When we were down at my in-laws place I was doing a bit of mending for them, and fixing up my brother-in-law's slippers with blanket stitch etc. so I was doing some rummaging around in my mother-in-law's sewing bits 'n bobs looking for thread and wool and so on. I came across this fabric wrapped up in yellow tissue paper, in with lots of other very scrappy bits of fabric like the bottoms of jeans she'd hemmed - the kind of thing I'm very tempted to keep too but which makes me roll my eyes when someone else actually does :P This, however, is different.
I wish she was well enough to tell me about it, but I think I know the story because it struck a chord with me. I'm 99% sure it's Liberty although I can't find the exact pattern anywhere; it looks like Liberty, it feels like Liberty, and it was clearly treasured like Liberty! I'd say she made a shirt out of it and couldn't bear to throw any of it out, there are tiny tiny scraps in the bundle! No-one else wanted it, so the jean and dress hems went out and this came home with me.
It might seem a bit odd that I'm blogging about it, but when I opened up the tissue paper it was like there was a connection between us, over who knows how many years, because I knew exactly how she felt when she wrapped it all up carefully. I'm very fond of my mother-in-law and we get along well, but we're such very different people that we don't have a very deep and personal connection. Now that she's ill there's yet another barrier between us and I accept that it's likely to remain so for the forseeable future. So it's neat that a little bundle of fabric scraps showed me that, although our personalities are quite different, we do share some little quirks!
It's these little connections that make archaeology fun too. I remember on one historic dig in inner-city Sydney where we were excavating a row of terrace houses and we found a wee stash of marbles.
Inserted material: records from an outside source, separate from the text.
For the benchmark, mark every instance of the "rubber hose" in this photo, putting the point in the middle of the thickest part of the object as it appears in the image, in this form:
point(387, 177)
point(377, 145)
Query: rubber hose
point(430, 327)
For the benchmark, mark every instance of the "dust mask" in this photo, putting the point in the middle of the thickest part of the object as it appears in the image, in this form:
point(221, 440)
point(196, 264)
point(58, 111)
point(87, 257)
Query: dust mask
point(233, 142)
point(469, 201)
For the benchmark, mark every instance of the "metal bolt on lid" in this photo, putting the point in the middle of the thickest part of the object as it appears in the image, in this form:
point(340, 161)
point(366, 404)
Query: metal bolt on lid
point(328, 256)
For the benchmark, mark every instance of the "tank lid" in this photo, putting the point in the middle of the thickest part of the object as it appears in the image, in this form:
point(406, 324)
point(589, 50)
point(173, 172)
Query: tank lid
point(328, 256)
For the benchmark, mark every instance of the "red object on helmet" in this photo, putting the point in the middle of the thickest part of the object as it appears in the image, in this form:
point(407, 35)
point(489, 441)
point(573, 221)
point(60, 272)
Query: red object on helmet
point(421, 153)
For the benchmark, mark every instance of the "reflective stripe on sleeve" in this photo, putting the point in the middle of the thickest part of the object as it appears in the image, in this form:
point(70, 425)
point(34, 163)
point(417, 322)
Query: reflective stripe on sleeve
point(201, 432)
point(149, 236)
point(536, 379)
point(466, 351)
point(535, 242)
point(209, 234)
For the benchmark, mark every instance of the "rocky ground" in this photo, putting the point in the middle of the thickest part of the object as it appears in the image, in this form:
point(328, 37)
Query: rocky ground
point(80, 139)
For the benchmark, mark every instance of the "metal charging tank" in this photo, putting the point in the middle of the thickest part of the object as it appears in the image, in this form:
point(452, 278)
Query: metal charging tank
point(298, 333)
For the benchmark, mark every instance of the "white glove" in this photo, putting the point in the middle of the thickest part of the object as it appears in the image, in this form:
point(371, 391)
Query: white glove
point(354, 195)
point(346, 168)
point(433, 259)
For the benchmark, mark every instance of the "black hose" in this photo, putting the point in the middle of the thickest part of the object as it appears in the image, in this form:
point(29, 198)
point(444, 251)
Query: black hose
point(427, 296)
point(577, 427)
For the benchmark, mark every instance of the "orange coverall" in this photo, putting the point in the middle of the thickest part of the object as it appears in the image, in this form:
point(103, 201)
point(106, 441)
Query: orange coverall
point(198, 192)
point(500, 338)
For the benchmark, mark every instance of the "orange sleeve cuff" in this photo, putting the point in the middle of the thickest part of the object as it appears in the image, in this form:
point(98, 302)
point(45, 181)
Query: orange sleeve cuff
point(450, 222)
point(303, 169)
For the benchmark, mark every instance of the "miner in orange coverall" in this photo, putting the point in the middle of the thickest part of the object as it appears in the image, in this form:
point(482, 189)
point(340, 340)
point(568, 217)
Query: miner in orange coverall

They'd been carefully put inside a ventilation grate by the back steps and were a motley assortment of old and new, purpose made and appropriated from the old soda bottles that used them as seals. My co-worker and I just knew, in that moment, that a little boy had hidden them away and for some reason hadn't retrieved them and they'd lain there for maybe 80 years or so, even as the house was razed above them. I wonder if he ever thought about them or if he'd simply forgotten them and moved away? I felt the same when I picked up a Mousterian hand axe from a plowed field in Syria - 70,000 years ago a Neandertal made it, held it and lost it, and there it was in my hand having sat in the ground for all that time. It still sends a shiver down my spine.